De l’origine du monde avec ses racines dans le système tectonique de la planète à l’origine de la représentation avec ce symbole absolu de la différenciation dans le paysage, la montagne, ainsi déclinée, s’apparente à un terrain de jeu expérimental qui autorise toute liberté. Une liberté qui se révèle dans le pli, dans la torsion et contraction de la matière, piégeant en son sein la lumière tout en condensant sa structure pour lui donner plus de poids. Par le retrait, par l’épure, Hawkins soustrait à sa représentation la ligne claire pour suggérer des intensités de matières plus qu’une lecture du volume. En ce sens, une dimension spirituelle émerge ; mais pas forcément là où l’on « croit ». La multitude de mentions religieuses, à rebours du titre pourtant bien rationnel et évoquant le fait astronomique difficilement compatible avec le christianisme essentiel, sert d’amorce plus que de finalité.

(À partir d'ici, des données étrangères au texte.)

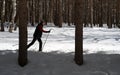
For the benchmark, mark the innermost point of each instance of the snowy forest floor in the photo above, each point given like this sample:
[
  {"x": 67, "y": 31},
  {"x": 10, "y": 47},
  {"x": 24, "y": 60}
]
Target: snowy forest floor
[{"x": 101, "y": 53}]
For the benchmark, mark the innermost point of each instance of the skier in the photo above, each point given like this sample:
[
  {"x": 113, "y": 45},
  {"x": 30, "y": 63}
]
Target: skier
[{"x": 38, "y": 34}]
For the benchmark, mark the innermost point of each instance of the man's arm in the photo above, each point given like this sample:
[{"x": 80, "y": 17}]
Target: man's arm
[{"x": 41, "y": 29}]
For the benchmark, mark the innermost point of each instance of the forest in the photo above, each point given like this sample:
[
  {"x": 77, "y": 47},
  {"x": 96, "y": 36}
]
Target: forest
[
  {"x": 80, "y": 13},
  {"x": 95, "y": 12}
]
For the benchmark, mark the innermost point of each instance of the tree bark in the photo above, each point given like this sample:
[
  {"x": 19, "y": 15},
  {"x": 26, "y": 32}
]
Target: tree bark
[
  {"x": 22, "y": 57},
  {"x": 78, "y": 32}
]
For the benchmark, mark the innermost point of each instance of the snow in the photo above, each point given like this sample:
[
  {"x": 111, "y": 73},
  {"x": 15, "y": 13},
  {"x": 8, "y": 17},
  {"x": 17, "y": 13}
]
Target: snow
[{"x": 101, "y": 53}]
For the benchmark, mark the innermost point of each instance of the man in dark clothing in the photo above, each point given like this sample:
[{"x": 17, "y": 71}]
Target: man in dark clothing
[{"x": 38, "y": 34}]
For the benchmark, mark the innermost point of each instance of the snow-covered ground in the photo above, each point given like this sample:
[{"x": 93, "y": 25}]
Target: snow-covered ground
[{"x": 101, "y": 53}]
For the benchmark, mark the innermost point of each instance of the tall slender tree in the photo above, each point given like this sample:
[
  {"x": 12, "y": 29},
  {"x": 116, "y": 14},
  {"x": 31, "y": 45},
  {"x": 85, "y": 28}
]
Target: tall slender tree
[
  {"x": 22, "y": 57},
  {"x": 2, "y": 14},
  {"x": 78, "y": 32}
]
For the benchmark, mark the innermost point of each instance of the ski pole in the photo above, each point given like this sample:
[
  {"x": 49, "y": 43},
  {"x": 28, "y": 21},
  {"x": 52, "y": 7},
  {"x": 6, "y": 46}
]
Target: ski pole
[{"x": 45, "y": 41}]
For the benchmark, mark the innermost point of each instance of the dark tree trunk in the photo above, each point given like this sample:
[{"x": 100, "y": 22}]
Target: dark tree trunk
[
  {"x": 22, "y": 58},
  {"x": 78, "y": 32}
]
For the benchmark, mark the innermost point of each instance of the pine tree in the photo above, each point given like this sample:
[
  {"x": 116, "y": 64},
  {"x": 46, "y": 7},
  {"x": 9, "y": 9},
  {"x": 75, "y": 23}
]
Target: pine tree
[
  {"x": 78, "y": 32},
  {"x": 22, "y": 58}
]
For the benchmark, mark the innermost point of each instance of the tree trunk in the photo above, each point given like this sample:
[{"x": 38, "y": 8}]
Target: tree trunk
[
  {"x": 22, "y": 58},
  {"x": 2, "y": 15},
  {"x": 78, "y": 32},
  {"x": 13, "y": 15}
]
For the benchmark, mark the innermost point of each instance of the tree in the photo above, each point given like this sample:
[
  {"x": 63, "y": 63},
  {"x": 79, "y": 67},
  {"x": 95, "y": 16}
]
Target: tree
[
  {"x": 22, "y": 57},
  {"x": 78, "y": 32},
  {"x": 2, "y": 14}
]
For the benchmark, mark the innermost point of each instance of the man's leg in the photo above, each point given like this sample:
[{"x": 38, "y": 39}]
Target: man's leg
[
  {"x": 40, "y": 44},
  {"x": 33, "y": 41}
]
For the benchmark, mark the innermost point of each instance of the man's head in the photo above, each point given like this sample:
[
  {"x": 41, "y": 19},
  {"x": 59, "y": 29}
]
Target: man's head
[{"x": 42, "y": 22}]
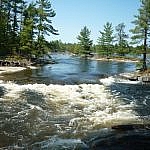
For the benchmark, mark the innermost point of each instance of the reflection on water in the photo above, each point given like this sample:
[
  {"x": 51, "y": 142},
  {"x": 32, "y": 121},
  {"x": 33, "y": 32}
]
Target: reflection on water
[{"x": 71, "y": 70}]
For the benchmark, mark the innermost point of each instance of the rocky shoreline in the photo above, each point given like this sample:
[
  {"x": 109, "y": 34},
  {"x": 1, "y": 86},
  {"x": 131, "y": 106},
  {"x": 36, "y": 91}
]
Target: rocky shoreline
[{"x": 143, "y": 77}]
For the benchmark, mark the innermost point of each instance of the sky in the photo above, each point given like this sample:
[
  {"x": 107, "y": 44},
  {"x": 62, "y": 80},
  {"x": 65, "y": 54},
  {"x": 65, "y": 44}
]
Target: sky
[{"x": 73, "y": 15}]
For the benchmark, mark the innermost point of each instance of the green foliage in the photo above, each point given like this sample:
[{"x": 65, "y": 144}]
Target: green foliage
[
  {"x": 23, "y": 27},
  {"x": 106, "y": 38},
  {"x": 85, "y": 42},
  {"x": 121, "y": 37},
  {"x": 142, "y": 28}
]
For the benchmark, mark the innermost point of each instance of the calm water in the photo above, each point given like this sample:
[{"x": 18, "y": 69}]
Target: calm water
[
  {"x": 55, "y": 106},
  {"x": 72, "y": 70}
]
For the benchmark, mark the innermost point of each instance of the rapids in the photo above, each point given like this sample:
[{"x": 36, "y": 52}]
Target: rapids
[{"x": 40, "y": 114}]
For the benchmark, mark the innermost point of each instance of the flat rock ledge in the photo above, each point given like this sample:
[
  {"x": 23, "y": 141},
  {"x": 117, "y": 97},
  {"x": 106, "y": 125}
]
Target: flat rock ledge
[{"x": 143, "y": 78}]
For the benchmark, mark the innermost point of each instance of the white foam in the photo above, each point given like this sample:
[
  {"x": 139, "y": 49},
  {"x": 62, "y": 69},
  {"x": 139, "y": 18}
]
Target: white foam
[{"x": 87, "y": 105}]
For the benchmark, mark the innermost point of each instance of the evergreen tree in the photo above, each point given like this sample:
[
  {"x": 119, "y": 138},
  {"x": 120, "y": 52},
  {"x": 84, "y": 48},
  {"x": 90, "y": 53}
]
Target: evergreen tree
[
  {"x": 44, "y": 27},
  {"x": 106, "y": 38},
  {"x": 85, "y": 42},
  {"x": 142, "y": 28},
  {"x": 121, "y": 37},
  {"x": 27, "y": 34}
]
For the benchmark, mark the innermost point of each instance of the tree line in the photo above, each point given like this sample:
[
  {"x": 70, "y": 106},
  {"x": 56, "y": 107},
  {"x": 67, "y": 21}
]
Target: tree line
[
  {"x": 110, "y": 43},
  {"x": 23, "y": 27}
]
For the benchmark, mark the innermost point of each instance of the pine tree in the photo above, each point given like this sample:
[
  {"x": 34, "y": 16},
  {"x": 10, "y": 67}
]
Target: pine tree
[
  {"x": 106, "y": 38},
  {"x": 44, "y": 27},
  {"x": 27, "y": 34},
  {"x": 85, "y": 42},
  {"x": 121, "y": 37},
  {"x": 142, "y": 29}
]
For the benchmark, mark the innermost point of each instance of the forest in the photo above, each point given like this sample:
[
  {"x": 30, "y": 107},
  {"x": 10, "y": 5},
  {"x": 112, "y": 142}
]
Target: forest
[{"x": 24, "y": 25}]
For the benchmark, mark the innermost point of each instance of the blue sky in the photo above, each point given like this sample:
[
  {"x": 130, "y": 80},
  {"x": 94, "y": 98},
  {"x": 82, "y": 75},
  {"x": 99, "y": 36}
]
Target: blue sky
[{"x": 73, "y": 15}]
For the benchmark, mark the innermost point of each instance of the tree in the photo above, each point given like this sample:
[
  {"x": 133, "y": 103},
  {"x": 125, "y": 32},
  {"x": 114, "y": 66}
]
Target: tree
[
  {"x": 85, "y": 42},
  {"x": 106, "y": 38},
  {"x": 44, "y": 27},
  {"x": 142, "y": 28},
  {"x": 121, "y": 37},
  {"x": 27, "y": 34}
]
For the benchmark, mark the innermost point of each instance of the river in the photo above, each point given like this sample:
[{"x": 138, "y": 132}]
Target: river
[{"x": 57, "y": 105}]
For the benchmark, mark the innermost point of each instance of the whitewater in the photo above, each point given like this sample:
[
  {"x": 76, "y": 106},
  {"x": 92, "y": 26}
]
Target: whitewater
[{"x": 36, "y": 113}]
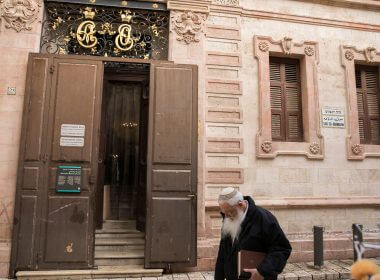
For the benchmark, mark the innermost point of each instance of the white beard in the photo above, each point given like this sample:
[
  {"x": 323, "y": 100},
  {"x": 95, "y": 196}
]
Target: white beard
[{"x": 232, "y": 227}]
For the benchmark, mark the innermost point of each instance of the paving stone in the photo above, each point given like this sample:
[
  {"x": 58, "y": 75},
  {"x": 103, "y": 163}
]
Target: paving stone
[
  {"x": 289, "y": 267},
  {"x": 166, "y": 277},
  {"x": 302, "y": 275},
  {"x": 318, "y": 275},
  {"x": 331, "y": 275},
  {"x": 289, "y": 276},
  {"x": 331, "y": 265},
  {"x": 181, "y": 276},
  {"x": 348, "y": 262},
  {"x": 195, "y": 276}
]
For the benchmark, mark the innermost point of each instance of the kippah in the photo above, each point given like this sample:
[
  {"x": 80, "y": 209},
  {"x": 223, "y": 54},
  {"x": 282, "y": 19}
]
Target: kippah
[{"x": 227, "y": 193}]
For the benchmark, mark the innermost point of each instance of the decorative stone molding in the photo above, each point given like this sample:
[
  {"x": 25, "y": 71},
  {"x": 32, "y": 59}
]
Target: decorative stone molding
[
  {"x": 286, "y": 44},
  {"x": 313, "y": 145},
  {"x": 356, "y": 149},
  {"x": 233, "y": 3},
  {"x": 350, "y": 56},
  {"x": 370, "y": 54},
  {"x": 266, "y": 146},
  {"x": 188, "y": 25},
  {"x": 309, "y": 51},
  {"x": 263, "y": 46},
  {"x": 19, "y": 14}
]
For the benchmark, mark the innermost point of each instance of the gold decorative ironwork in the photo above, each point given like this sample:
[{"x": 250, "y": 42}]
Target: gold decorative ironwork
[
  {"x": 154, "y": 30},
  {"x": 126, "y": 16},
  {"x": 88, "y": 13},
  {"x": 124, "y": 41},
  {"x": 84, "y": 30},
  {"x": 56, "y": 23},
  {"x": 107, "y": 29},
  {"x": 85, "y": 34}
]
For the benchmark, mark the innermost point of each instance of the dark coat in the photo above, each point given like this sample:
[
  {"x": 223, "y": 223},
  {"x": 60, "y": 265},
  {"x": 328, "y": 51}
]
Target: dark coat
[{"x": 260, "y": 232}]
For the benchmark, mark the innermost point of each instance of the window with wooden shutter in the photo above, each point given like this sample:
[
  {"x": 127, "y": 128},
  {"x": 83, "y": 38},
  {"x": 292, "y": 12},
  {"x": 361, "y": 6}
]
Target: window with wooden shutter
[
  {"x": 285, "y": 97},
  {"x": 368, "y": 103}
]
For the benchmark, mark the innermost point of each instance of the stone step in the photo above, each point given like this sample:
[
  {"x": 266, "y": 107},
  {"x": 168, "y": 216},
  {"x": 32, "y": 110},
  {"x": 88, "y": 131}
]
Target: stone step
[
  {"x": 103, "y": 272},
  {"x": 119, "y": 258},
  {"x": 119, "y": 248},
  {"x": 119, "y": 224},
  {"x": 119, "y": 233},
  {"x": 118, "y": 245}
]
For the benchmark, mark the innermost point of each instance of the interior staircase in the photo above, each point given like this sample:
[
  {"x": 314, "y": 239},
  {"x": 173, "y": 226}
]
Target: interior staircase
[
  {"x": 119, "y": 252},
  {"x": 119, "y": 243}
]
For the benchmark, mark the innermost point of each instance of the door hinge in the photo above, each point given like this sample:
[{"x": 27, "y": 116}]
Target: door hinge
[
  {"x": 45, "y": 158},
  {"x": 92, "y": 179}
]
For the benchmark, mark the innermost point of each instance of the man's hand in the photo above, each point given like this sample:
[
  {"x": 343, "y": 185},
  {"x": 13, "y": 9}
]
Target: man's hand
[{"x": 255, "y": 275}]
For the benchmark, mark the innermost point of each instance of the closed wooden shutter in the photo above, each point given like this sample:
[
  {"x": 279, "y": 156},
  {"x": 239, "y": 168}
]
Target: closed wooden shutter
[
  {"x": 285, "y": 96},
  {"x": 367, "y": 89}
]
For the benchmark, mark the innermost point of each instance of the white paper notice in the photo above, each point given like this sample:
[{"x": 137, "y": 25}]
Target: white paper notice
[
  {"x": 71, "y": 142},
  {"x": 72, "y": 130},
  {"x": 333, "y": 117}
]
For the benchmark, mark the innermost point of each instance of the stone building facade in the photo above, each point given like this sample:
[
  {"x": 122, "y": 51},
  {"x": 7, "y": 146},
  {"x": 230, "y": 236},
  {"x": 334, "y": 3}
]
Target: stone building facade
[{"x": 330, "y": 178}]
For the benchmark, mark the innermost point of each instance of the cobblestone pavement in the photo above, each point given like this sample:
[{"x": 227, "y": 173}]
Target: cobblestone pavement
[{"x": 332, "y": 270}]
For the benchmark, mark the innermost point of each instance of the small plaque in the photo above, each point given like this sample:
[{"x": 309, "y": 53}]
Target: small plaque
[
  {"x": 333, "y": 117},
  {"x": 71, "y": 142},
  {"x": 69, "y": 179},
  {"x": 11, "y": 90},
  {"x": 76, "y": 130}
]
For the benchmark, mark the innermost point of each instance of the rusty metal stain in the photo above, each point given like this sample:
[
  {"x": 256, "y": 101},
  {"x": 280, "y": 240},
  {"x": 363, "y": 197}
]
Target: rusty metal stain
[
  {"x": 4, "y": 211},
  {"x": 63, "y": 207},
  {"x": 69, "y": 248}
]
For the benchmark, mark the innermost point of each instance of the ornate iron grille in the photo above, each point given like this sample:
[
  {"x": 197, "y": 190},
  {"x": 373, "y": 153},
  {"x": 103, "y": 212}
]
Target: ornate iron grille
[{"x": 105, "y": 31}]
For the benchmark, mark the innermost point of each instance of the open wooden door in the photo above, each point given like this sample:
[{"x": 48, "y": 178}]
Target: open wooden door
[
  {"x": 58, "y": 164},
  {"x": 171, "y": 230}
]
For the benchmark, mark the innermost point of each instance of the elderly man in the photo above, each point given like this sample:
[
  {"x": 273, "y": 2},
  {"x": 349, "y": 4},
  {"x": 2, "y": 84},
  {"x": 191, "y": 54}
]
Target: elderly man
[{"x": 249, "y": 227}]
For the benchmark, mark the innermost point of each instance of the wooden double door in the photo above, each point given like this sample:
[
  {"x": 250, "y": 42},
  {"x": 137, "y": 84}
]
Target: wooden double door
[{"x": 62, "y": 120}]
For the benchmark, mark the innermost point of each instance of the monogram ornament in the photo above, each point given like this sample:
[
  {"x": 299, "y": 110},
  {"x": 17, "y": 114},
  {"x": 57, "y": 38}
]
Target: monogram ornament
[
  {"x": 266, "y": 146},
  {"x": 309, "y": 51},
  {"x": 356, "y": 149},
  {"x": 188, "y": 25},
  {"x": 314, "y": 148},
  {"x": 370, "y": 54},
  {"x": 286, "y": 44},
  {"x": 19, "y": 14},
  {"x": 349, "y": 55},
  {"x": 85, "y": 34},
  {"x": 124, "y": 41},
  {"x": 263, "y": 46}
]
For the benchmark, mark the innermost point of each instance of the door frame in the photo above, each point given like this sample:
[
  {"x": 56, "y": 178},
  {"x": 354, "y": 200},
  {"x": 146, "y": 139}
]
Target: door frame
[
  {"x": 140, "y": 77},
  {"x": 39, "y": 205}
]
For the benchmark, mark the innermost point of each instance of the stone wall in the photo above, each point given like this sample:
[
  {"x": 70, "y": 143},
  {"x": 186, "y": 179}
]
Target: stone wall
[
  {"x": 20, "y": 31},
  {"x": 333, "y": 192}
]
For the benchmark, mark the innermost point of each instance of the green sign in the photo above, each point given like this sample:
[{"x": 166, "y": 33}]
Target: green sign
[{"x": 69, "y": 179}]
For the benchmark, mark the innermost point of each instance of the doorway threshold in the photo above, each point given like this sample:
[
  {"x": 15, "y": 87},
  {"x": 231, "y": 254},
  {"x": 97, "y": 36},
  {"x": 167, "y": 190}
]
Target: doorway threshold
[{"x": 102, "y": 272}]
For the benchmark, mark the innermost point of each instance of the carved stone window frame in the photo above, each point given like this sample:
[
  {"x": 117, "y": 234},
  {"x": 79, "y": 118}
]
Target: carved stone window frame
[
  {"x": 350, "y": 56},
  {"x": 307, "y": 53}
]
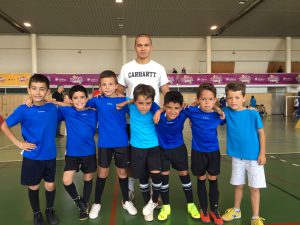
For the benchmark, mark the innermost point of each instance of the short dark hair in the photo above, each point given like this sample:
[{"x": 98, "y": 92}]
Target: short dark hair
[
  {"x": 77, "y": 88},
  {"x": 173, "y": 96},
  {"x": 206, "y": 86},
  {"x": 142, "y": 35},
  {"x": 143, "y": 90},
  {"x": 236, "y": 86},
  {"x": 39, "y": 78},
  {"x": 106, "y": 74}
]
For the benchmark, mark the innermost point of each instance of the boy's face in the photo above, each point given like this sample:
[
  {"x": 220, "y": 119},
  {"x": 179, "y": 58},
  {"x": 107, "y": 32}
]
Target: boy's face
[
  {"x": 172, "y": 110},
  {"x": 143, "y": 104},
  {"x": 108, "y": 86},
  {"x": 79, "y": 100},
  {"x": 207, "y": 101},
  {"x": 235, "y": 100},
  {"x": 38, "y": 92},
  {"x": 143, "y": 48}
]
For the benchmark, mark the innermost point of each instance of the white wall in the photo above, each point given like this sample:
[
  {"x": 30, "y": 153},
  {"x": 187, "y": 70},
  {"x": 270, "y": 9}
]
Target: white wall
[{"x": 92, "y": 54}]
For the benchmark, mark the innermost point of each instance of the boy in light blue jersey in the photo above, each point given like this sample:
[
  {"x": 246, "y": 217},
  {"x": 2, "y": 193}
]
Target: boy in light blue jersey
[
  {"x": 38, "y": 127},
  {"x": 245, "y": 143},
  {"x": 145, "y": 153},
  {"x": 112, "y": 140},
  {"x": 80, "y": 147}
]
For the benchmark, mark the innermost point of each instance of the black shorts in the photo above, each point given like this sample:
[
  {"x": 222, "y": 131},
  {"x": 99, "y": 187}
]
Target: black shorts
[
  {"x": 87, "y": 164},
  {"x": 33, "y": 171},
  {"x": 177, "y": 157},
  {"x": 205, "y": 161},
  {"x": 120, "y": 156},
  {"x": 144, "y": 160}
]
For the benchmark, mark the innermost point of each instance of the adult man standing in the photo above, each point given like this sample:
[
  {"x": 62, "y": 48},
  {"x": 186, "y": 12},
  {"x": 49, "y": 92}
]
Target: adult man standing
[{"x": 59, "y": 97}]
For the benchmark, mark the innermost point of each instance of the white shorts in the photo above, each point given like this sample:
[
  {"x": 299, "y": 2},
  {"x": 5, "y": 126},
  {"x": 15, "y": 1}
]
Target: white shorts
[{"x": 251, "y": 168}]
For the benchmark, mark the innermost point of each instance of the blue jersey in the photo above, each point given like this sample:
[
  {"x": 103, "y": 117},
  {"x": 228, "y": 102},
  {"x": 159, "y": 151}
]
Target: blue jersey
[
  {"x": 81, "y": 128},
  {"x": 169, "y": 132},
  {"x": 204, "y": 129},
  {"x": 142, "y": 127},
  {"x": 112, "y": 122},
  {"x": 38, "y": 126},
  {"x": 242, "y": 138}
]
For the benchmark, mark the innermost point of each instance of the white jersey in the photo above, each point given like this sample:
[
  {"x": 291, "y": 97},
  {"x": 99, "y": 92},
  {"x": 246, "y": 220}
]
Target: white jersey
[{"x": 133, "y": 74}]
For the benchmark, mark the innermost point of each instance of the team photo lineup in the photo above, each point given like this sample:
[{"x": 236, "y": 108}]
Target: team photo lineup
[{"x": 139, "y": 122}]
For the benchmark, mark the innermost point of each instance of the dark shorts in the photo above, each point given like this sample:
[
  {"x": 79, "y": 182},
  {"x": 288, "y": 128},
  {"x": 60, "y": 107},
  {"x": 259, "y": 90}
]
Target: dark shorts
[
  {"x": 87, "y": 164},
  {"x": 120, "y": 155},
  {"x": 177, "y": 157},
  {"x": 33, "y": 171},
  {"x": 144, "y": 160},
  {"x": 205, "y": 161}
]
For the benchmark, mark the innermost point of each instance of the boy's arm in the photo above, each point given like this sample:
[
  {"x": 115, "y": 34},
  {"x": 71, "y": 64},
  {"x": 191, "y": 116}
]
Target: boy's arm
[
  {"x": 22, "y": 145},
  {"x": 262, "y": 147}
]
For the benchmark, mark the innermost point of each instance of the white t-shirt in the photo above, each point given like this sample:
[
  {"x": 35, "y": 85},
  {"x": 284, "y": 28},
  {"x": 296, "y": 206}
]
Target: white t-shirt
[{"x": 133, "y": 74}]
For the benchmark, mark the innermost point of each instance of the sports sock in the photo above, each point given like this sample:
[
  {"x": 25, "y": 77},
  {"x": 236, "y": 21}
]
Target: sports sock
[
  {"x": 187, "y": 188},
  {"x": 34, "y": 200},
  {"x": 164, "y": 189},
  {"x": 202, "y": 193},
  {"x": 100, "y": 183},
  {"x": 124, "y": 188}
]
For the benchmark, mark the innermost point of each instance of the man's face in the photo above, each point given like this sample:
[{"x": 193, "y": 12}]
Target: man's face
[{"x": 143, "y": 47}]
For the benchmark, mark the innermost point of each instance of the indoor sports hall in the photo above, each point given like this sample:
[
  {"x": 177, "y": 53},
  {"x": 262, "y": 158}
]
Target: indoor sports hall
[{"x": 256, "y": 42}]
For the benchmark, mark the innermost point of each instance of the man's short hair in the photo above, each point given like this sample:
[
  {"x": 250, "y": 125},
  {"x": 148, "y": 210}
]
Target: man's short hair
[
  {"x": 39, "y": 78},
  {"x": 173, "y": 96},
  {"x": 77, "y": 88},
  {"x": 208, "y": 87},
  {"x": 236, "y": 86},
  {"x": 147, "y": 91},
  {"x": 106, "y": 74}
]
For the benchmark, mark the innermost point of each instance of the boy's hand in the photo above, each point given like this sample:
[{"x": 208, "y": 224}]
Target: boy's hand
[
  {"x": 26, "y": 146},
  {"x": 262, "y": 159}
]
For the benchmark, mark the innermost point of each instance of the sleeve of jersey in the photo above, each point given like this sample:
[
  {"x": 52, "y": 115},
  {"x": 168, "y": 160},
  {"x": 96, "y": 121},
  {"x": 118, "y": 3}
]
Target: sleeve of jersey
[{"x": 16, "y": 117}]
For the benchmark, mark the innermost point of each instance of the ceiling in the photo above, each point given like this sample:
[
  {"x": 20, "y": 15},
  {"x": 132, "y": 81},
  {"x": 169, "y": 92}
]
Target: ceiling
[{"x": 276, "y": 18}]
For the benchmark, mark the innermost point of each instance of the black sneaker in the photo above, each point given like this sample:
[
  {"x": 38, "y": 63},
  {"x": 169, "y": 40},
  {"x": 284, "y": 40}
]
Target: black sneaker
[
  {"x": 81, "y": 204},
  {"x": 38, "y": 219},
  {"x": 51, "y": 217}
]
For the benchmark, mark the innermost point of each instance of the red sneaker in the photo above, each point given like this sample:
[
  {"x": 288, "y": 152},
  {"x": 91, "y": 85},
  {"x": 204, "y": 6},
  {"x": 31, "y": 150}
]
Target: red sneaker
[
  {"x": 216, "y": 217},
  {"x": 204, "y": 216}
]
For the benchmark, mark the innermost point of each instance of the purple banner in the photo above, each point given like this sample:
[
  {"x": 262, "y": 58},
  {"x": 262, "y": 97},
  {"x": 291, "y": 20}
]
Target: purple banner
[{"x": 273, "y": 79}]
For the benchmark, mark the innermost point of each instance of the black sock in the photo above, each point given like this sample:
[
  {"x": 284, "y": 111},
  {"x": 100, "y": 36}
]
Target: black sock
[
  {"x": 144, "y": 187},
  {"x": 164, "y": 189},
  {"x": 34, "y": 200},
  {"x": 187, "y": 187},
  {"x": 156, "y": 184},
  {"x": 50, "y": 197},
  {"x": 100, "y": 183},
  {"x": 213, "y": 195},
  {"x": 87, "y": 190},
  {"x": 124, "y": 188},
  {"x": 202, "y": 194}
]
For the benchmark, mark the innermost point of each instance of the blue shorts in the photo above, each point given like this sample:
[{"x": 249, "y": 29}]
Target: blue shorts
[{"x": 33, "y": 171}]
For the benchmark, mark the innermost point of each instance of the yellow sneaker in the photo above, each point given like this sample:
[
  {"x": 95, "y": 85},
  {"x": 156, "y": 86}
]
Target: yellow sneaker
[
  {"x": 164, "y": 212},
  {"x": 258, "y": 221},
  {"x": 231, "y": 214},
  {"x": 193, "y": 211}
]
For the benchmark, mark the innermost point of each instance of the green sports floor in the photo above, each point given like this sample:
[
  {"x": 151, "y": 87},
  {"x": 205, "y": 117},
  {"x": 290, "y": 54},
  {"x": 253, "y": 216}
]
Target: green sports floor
[{"x": 280, "y": 202}]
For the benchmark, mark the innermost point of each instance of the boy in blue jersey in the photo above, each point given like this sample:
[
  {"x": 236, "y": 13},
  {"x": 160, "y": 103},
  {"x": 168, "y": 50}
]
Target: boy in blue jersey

D’un tropisme pictural pré et Renaissance (d’un Giotto par exemple qu’il admire) ou des sphynx de Mésopotamie dont s’inspirent ses pliages, dévie une forme de méditation sensible et sagace où l’expérience de l’accrochage des œuvres, le rythme que leur format impose et les vacances qui les séparent illustrent un silence méditatif ouvert à l’interprétation.
Un recueillement sans objet qui traduit ainsi, à travers l’expérience picturale et l’immersion qu’offre ce parcours Planet & Satellites à l’ahah, bien plus une posture au monde qu’une dévotion à ses idées.